As PC Shipments Rise, Opportunities Must Shift

By Joel Shore, |  Business

No doubt you've read the reports over the last couple of days that worldwide shipments of personal computers in 2004 grew 11.8 percent to 189 million units, according to market research firm Gartner. IDC, the other big research firm, had an even rosier report, saying that worldwide shipments of personal computers grew 13.7 percent in the fourth quarter. Gartner attributed the growth to strong sales of mobile PCs; IDC to strong demand from small- and medium-sized businesses, and holiday shoppers.

To me, this is a mixed blessing. While the numbers signal a return to growth and confidence, they also signal increased commoditization, lower prices, and thinner margins. Not exactly what integrators thrive on.

Worldwide PC shipments are forecast to grow in 2005, but moderate to about 10 percent, according to IDC. The company expects to see ongoing PC replacements and new investment as the drivers to commercial growth through the end of 2005.

According to Gartner, Dell's lead grew to a worldwide share of 16.4 percent in 2004, up from 2003's 14.9 percent.

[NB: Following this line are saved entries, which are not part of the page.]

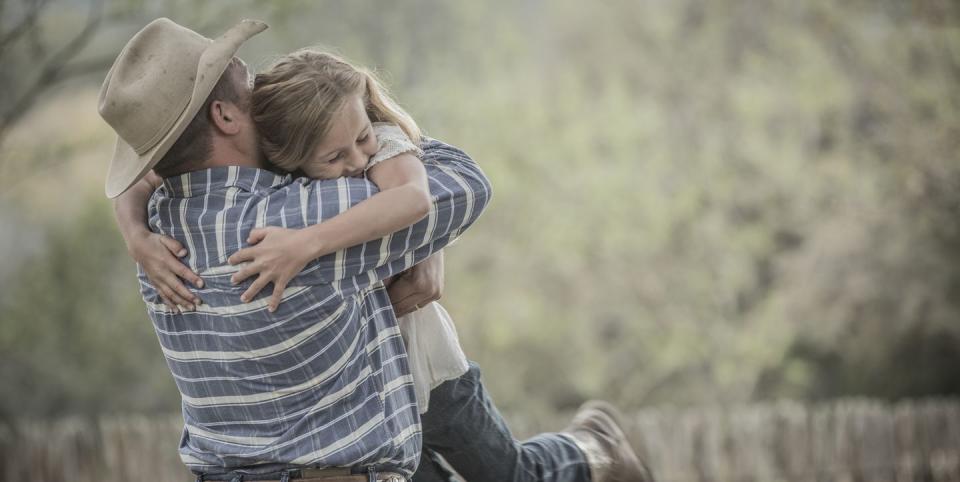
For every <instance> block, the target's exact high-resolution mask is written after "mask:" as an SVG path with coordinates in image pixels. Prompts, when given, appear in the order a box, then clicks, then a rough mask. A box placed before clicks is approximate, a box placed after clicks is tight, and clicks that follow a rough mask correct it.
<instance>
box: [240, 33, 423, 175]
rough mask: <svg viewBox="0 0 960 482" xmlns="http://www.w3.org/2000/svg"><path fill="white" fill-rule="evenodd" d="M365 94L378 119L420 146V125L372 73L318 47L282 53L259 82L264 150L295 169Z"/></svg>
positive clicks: (276, 164)
mask: <svg viewBox="0 0 960 482" xmlns="http://www.w3.org/2000/svg"><path fill="white" fill-rule="evenodd" d="M352 95H359V96H360V97H361V99H362V100H363V104H364V105H365V106H366V110H367V115H368V116H370V120H371V121H372V122H390V123H393V124H396V125H397V126H399V127H400V128H401V129H403V131H404V132H405V133H406V134H407V136H408V137H409V138H410V140H412V141H413V142H414V143H415V144H420V137H421V133H420V128H419V127H417V123H416V122H414V121H413V118H412V117H410V115H409V114H407V113H406V111H404V110H403V109H402V108H401V107H400V106H399V105H398V104H397V103H396V102H395V101H394V100H393V99H392V98H391V97H390V94H389V92H388V91H387V89H386V88H385V87H384V86H383V84H382V83H381V82H380V81H379V80H378V79H377V77H376V76H375V75H374V74H373V73H372V72H370V71H368V70H366V69H363V68H359V67H355V66H353V65H351V64H350V63H349V62H347V61H346V60H344V59H342V58H340V57H337V56H336V55H333V54H331V53H327V52H321V51H319V50H317V49H315V48H304V49H300V50H297V51H296V52H293V53H290V54H287V55H284V56H283V57H280V58H279V59H278V60H277V61H276V62H274V64H273V65H271V66H270V68H268V69H267V71H266V72H263V73H261V74H257V76H256V79H255V81H254V84H253V109H252V115H253V120H254V122H255V123H256V125H257V131H258V133H259V134H260V148H261V149H262V150H263V153H264V154H265V155H266V156H267V158H268V159H269V160H270V162H272V163H273V164H274V165H276V166H277V167H279V168H280V169H283V170H286V171H293V170H296V169H297V168H299V167H300V166H302V165H303V163H304V162H306V161H307V159H309V157H310V156H311V155H312V154H313V151H314V150H315V149H316V148H317V146H318V145H319V143H320V141H321V140H322V139H323V137H324V136H325V135H326V134H327V132H329V131H330V127H331V124H332V122H331V120H332V118H333V115H334V114H335V113H336V112H337V111H338V110H339V109H340V107H341V106H342V105H343V104H344V102H345V101H346V100H347V99H349V98H350V96H352Z"/></svg>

HP share was second, followed by IBM.

To me, these numbers suggest moving further away from hardware sales (desktop and laptop) and more toward services and non-commodity hardware (servers, security, storage, etc.). And I already see that happening: More often than not, when I walk into an SMB, they're using Dell systems; that's even now extending into the server room.

Look at IBM itself. Its mammoth size notwithstanding, the company sees itself as a service provider, no longer as a seller (or manufacturer) of PCs. Scale that down, way down, to our size, and the parallels become clear.

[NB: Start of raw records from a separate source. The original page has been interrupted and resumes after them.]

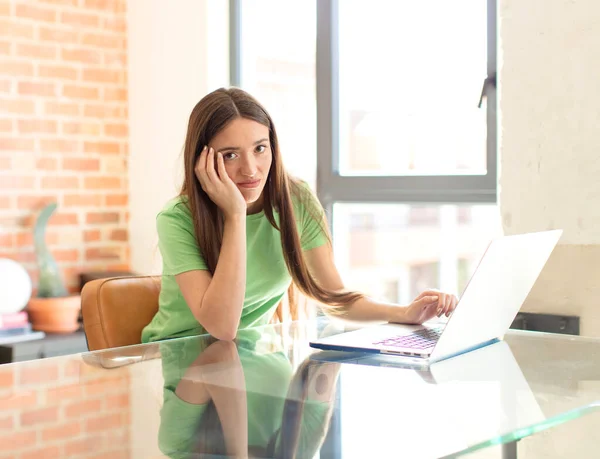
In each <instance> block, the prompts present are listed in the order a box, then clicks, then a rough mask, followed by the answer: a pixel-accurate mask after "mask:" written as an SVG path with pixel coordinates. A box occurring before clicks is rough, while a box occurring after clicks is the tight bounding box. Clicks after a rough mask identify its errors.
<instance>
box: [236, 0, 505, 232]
mask: <svg viewBox="0 0 600 459" xmlns="http://www.w3.org/2000/svg"><path fill="white" fill-rule="evenodd" d="M486 1H487V5H488V8H487V11H488V17H487V35H488V36H487V56H488V57H487V75H488V78H486V83H484V84H483V89H482V92H483V93H482V97H486V99H487V103H486V107H487V113H486V119H487V141H486V156H487V173H486V174H485V175H472V174H468V175H457V174H452V175H410V176H402V175H394V176H382V175H377V176H364V175H363V176H361V175H352V176H344V175H341V174H340V171H339V157H340V148H339V143H340V142H339V97H340V94H339V0H318V1H317V2H316V5H317V6H316V8H317V49H316V69H317V70H316V73H317V74H316V101H317V190H316V191H317V195H318V197H319V200H320V201H321V204H322V205H323V207H324V208H325V210H326V213H327V215H328V218H329V223H330V225H331V223H332V221H331V219H332V215H333V205H334V204H335V203H338V202H351V203H399V204H430V205H431V204H496V203H497V194H498V189H497V183H498V141H497V90H496V70H497V0H486ZM229 17H230V84H231V85H233V86H241V84H242V81H241V62H242V52H243V49H242V35H243V30H242V20H241V18H242V0H229ZM490 83H491V84H490ZM473 104H477V101H476V100H474V101H473Z"/></svg>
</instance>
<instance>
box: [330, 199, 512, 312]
mask: <svg viewBox="0 0 600 459" xmlns="http://www.w3.org/2000/svg"><path fill="white" fill-rule="evenodd" d="M333 212H334V213H333V242H334V251H335V258H336V264H337V266H338V269H339V270H340V273H341V275H342V277H343V279H344V282H345V284H346V285H347V286H348V287H349V288H352V289H356V290H358V291H362V292H365V293H367V294H369V295H372V296H373V297H375V298H378V299H381V300H386V301H391V302H394V303H401V304H408V303H410V301H411V300H412V299H413V298H414V297H415V296H417V295H418V294H419V293H421V292H422V291H423V290H425V289H427V288H439V289H441V290H443V291H447V292H449V293H455V294H460V293H462V291H463V290H464V288H465V287H466V285H467V282H468V280H469V278H470V277H471V275H472V273H473V271H474V269H475V268H476V267H477V264H478V263H479V260H480V258H481V256H482V255H483V253H484V251H485V249H486V247H487V245H488V243H489V242H490V240H491V239H492V238H493V237H497V236H499V235H501V225H500V218H499V212H498V208H497V207H496V206H491V205H461V206H455V205H443V206H415V205H406V204H335V205H334V208H333Z"/></svg>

Services, whether it's application development, network management, deployment, or something else, represent brainpower, not the sort of thing that can be assigned an SKU and slapped with a barcode label. And it's services that sets one integrator apart from the next. The integrator that specializes in solutions for law firms or in reselling accounting software is increasingly spinning its wheels, to no profitable avail, by hawking PCs.

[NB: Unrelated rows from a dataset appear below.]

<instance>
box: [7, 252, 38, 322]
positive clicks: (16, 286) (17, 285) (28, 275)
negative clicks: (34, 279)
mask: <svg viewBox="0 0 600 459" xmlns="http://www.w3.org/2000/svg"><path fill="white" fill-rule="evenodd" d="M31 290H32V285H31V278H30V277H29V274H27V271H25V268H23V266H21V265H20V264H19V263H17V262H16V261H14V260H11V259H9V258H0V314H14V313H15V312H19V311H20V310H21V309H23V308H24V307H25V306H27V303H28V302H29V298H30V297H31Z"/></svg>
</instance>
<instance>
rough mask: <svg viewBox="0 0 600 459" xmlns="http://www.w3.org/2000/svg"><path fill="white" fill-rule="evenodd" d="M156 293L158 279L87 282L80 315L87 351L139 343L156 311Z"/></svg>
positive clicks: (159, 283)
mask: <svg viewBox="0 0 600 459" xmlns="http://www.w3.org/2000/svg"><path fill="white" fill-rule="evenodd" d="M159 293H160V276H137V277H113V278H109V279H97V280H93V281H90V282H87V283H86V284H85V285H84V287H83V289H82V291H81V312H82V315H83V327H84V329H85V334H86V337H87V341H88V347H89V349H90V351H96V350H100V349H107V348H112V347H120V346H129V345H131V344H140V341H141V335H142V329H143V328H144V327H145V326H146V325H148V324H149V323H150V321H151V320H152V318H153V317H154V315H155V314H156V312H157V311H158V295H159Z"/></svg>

One integrator, with about a hundred people on its payroll put it this way for me: "The few dollars I'd make selling PCs isn't worth the hassle. Let them buy all the Dells they need; we'll make plenty of money installing, securing, and maintaining them. And we'll do very well with the other products and services we sell."

I don't disagree.

Correction: The 102-inch television on display in the Samsung booth of the recent Consumer Electronics Show in Las Vegas uses plasma technology, not LCD technology. I knew that, but the message apparently didn't get all the way from my brain to my fingertips as I was typing. Apologies for the error. Either way, the darn thing was just astonishing. I want one.